Wiki thread: lesson 1

I received activation fine (via facebook), but cannot accept the rules for bluebook bulldozer to download the dataset. Can accept other competition rules OK. If anyone can dump the train.zip somewhere to get moving with this course, it would be appreciated!

edit: for those interested, i have found a similar competition that may be good enough to play with: https://www.kaggle.com/c/house-prices-advanced-regression-techniques (and I can accept the rules for this one).

For those having trouble accepting rules: you must verify your phone number in your profile to accept the rules.

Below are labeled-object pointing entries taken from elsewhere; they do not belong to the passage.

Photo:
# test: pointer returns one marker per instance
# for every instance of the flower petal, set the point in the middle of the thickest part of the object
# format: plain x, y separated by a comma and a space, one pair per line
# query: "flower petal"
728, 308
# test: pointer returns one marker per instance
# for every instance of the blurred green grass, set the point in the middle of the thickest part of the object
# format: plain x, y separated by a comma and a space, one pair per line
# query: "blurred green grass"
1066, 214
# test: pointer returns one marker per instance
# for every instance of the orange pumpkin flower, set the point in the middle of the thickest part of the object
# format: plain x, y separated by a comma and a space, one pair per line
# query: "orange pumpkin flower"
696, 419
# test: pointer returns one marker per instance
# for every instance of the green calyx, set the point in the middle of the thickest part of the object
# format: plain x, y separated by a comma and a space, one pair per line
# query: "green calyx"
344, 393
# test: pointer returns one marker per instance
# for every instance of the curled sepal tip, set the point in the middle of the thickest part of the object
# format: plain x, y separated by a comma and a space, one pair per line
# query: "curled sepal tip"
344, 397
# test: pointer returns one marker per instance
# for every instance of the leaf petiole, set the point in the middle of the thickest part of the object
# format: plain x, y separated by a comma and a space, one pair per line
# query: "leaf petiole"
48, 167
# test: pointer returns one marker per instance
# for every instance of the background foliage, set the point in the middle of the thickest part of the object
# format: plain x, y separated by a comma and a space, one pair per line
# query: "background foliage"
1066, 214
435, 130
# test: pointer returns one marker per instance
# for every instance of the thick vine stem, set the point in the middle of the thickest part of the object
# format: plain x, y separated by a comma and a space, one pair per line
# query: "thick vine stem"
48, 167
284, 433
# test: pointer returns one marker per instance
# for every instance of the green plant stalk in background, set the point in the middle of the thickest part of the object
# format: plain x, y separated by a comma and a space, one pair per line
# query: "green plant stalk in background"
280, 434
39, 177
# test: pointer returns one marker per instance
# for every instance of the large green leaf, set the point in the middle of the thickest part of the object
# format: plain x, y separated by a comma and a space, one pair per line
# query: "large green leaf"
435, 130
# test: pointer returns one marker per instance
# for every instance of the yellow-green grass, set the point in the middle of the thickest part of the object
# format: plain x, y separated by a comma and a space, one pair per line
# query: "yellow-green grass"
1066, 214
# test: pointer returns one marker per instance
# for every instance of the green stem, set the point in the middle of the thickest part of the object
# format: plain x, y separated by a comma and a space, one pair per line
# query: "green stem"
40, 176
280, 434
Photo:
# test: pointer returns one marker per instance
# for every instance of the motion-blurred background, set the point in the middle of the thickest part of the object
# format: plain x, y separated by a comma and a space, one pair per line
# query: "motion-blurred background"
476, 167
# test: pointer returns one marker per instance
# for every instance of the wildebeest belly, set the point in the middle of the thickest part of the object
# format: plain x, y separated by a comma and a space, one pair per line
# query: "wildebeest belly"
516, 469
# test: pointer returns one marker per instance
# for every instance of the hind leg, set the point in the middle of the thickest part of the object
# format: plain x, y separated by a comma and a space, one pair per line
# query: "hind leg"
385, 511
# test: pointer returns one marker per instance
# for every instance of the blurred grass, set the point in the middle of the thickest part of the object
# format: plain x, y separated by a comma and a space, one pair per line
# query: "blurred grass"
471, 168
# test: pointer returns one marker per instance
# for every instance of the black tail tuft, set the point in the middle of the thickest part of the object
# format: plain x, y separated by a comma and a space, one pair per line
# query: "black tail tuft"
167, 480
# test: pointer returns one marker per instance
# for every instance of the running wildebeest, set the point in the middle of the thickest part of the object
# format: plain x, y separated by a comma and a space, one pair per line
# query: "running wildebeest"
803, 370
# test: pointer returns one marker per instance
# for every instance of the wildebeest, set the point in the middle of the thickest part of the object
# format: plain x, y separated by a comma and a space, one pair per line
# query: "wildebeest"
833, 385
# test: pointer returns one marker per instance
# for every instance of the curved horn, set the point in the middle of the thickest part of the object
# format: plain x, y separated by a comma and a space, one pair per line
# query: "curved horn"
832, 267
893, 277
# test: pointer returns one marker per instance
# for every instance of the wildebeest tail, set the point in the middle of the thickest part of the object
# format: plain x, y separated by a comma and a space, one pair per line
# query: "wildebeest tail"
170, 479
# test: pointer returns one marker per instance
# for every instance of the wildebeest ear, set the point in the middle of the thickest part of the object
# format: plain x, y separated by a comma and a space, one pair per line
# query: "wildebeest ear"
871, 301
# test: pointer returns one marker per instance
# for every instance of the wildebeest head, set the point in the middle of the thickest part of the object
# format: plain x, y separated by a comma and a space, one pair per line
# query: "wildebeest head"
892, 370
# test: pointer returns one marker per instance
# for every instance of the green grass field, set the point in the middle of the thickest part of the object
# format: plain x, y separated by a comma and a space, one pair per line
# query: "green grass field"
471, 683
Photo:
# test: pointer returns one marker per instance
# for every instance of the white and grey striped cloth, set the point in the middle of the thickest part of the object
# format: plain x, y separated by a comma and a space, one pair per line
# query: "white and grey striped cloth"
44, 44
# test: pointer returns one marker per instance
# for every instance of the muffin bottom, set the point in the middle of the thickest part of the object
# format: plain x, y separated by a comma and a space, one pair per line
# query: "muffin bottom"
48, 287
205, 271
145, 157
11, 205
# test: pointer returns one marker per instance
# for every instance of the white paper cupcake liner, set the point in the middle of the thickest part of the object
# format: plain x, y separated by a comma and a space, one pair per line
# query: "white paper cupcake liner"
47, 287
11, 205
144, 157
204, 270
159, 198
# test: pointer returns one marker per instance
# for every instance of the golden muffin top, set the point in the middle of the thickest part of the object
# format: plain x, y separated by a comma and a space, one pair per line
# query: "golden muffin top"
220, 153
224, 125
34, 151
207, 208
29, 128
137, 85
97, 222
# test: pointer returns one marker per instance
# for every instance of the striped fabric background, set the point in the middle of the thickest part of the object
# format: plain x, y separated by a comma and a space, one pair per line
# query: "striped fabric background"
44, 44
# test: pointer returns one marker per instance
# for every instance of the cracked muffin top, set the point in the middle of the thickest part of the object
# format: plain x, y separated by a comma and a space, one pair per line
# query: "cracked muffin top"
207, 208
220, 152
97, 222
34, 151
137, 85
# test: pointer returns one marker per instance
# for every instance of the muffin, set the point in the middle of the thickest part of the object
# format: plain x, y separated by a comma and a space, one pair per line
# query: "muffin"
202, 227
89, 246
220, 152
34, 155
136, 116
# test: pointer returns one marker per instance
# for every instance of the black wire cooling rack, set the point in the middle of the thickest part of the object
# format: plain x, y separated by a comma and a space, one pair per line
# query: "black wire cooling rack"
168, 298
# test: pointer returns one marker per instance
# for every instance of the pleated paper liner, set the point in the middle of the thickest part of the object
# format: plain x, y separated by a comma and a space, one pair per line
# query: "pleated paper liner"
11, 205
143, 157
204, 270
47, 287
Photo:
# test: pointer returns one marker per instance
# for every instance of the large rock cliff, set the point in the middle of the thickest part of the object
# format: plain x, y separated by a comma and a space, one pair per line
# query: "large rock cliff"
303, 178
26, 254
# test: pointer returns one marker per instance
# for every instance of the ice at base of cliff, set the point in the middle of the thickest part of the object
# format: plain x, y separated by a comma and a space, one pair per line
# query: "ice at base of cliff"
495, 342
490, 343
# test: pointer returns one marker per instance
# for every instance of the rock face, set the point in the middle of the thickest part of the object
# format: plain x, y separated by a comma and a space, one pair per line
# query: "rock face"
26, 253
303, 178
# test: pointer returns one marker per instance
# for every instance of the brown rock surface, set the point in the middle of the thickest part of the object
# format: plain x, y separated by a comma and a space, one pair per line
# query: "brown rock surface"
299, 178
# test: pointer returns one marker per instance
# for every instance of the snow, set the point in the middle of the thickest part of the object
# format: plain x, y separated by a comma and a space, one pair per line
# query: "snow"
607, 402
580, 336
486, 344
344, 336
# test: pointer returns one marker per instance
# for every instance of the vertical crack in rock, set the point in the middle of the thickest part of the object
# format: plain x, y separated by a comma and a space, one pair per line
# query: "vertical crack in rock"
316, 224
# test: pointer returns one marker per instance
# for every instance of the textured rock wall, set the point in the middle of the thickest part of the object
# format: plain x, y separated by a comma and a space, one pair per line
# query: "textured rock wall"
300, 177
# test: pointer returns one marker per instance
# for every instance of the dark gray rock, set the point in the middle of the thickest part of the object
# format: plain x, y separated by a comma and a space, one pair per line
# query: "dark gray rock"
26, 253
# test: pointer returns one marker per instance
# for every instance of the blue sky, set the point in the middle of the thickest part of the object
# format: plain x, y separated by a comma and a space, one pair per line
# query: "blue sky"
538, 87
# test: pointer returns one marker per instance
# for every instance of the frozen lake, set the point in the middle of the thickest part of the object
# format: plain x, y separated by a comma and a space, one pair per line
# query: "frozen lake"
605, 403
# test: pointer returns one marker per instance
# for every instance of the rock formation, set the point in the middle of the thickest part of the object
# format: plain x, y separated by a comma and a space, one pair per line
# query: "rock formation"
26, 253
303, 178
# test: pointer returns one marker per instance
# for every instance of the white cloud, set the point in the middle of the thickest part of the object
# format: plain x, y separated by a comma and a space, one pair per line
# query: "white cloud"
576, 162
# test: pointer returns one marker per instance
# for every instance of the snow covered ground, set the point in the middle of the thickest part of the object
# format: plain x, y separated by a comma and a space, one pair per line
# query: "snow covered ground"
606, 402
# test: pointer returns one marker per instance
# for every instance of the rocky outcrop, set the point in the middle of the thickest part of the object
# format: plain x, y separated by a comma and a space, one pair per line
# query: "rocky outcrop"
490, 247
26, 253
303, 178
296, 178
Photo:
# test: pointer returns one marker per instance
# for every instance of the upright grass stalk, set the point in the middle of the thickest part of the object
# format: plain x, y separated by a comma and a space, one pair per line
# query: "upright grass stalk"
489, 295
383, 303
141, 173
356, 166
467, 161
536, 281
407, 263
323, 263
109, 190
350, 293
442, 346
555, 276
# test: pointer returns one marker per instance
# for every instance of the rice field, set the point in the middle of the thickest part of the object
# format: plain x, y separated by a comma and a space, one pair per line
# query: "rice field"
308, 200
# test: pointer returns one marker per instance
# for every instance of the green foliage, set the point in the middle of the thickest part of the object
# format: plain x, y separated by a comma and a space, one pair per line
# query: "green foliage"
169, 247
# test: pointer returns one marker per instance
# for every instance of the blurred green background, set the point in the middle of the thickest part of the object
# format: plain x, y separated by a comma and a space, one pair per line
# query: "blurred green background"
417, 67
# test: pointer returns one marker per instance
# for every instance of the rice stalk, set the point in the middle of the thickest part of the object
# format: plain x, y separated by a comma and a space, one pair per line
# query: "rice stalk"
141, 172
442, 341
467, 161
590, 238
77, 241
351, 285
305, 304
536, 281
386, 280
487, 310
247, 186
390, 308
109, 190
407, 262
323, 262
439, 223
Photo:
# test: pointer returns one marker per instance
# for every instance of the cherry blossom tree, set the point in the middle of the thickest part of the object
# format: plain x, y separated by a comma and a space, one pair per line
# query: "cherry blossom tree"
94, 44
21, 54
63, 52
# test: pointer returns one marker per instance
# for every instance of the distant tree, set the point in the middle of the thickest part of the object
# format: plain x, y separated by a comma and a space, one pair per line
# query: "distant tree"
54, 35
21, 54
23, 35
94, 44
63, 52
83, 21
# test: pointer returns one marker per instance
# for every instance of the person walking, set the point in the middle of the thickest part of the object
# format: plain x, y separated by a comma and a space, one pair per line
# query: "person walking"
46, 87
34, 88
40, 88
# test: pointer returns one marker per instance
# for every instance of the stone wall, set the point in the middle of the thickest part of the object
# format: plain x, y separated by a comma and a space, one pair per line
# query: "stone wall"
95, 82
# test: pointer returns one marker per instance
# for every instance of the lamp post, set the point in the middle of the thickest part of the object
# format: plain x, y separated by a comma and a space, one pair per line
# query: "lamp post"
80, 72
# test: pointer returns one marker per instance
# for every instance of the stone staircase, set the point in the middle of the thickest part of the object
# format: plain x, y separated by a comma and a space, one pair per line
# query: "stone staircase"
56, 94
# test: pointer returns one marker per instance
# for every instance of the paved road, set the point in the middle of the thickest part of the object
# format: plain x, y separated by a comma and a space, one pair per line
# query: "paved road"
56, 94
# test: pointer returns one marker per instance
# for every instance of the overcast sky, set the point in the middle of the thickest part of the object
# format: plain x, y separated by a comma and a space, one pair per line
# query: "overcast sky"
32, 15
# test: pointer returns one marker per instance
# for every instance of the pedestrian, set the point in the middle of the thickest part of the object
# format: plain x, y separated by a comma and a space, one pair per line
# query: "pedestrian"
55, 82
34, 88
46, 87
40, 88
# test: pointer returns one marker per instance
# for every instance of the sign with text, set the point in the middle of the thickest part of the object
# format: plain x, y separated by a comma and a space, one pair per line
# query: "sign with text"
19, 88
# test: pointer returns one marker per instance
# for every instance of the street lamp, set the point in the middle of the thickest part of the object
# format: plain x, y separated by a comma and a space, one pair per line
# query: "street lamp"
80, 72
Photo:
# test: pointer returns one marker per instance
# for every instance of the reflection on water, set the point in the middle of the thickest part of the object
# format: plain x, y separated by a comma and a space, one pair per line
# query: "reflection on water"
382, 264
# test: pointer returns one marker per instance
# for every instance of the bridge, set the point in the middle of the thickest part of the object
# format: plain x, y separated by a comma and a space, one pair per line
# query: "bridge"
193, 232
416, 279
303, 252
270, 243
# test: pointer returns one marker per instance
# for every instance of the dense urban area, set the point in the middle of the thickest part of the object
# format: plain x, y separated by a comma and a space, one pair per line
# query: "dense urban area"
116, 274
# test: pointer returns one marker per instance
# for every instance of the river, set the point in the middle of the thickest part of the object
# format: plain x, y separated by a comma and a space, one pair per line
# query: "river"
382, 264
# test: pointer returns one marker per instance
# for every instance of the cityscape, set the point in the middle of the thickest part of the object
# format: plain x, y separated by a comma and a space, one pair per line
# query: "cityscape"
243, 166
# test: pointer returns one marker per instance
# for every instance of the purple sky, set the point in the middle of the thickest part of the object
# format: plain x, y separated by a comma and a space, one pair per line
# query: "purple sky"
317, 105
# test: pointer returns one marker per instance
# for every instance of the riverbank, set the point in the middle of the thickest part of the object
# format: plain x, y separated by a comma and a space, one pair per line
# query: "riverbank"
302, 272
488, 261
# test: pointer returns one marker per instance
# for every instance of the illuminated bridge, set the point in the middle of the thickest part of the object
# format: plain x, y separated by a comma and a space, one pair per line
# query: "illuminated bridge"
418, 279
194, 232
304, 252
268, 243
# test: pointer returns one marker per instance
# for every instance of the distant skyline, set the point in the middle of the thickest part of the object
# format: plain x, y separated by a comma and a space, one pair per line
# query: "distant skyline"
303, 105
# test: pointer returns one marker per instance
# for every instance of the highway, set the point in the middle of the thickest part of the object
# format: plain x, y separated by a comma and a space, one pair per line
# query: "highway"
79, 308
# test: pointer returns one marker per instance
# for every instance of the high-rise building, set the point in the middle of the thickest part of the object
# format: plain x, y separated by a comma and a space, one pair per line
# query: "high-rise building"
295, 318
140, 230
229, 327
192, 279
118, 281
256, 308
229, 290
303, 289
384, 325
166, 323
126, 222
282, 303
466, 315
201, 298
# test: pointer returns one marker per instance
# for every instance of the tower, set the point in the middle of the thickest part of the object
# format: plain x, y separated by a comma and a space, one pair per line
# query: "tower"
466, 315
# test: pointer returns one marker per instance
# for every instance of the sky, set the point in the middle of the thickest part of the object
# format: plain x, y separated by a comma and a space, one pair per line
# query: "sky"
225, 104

It fixed the issue for me, so just double check your phone is verified!

I tried reinstalling feather as suggested, and am now getting this error on the read_feather call:

TypeError: read_feather() got an unexpected keyword argument 'nthreads'

Have you run into that at all?

But in any event, you were correct that the feathered version was causing the crash, and I was able to get the notebook to work by simply skipping the feathering/unfeathering steps and keeping df_raw in its original form. Thanks for getting me unblocked! :smile:

Guys, is Google Colab fit for this work ?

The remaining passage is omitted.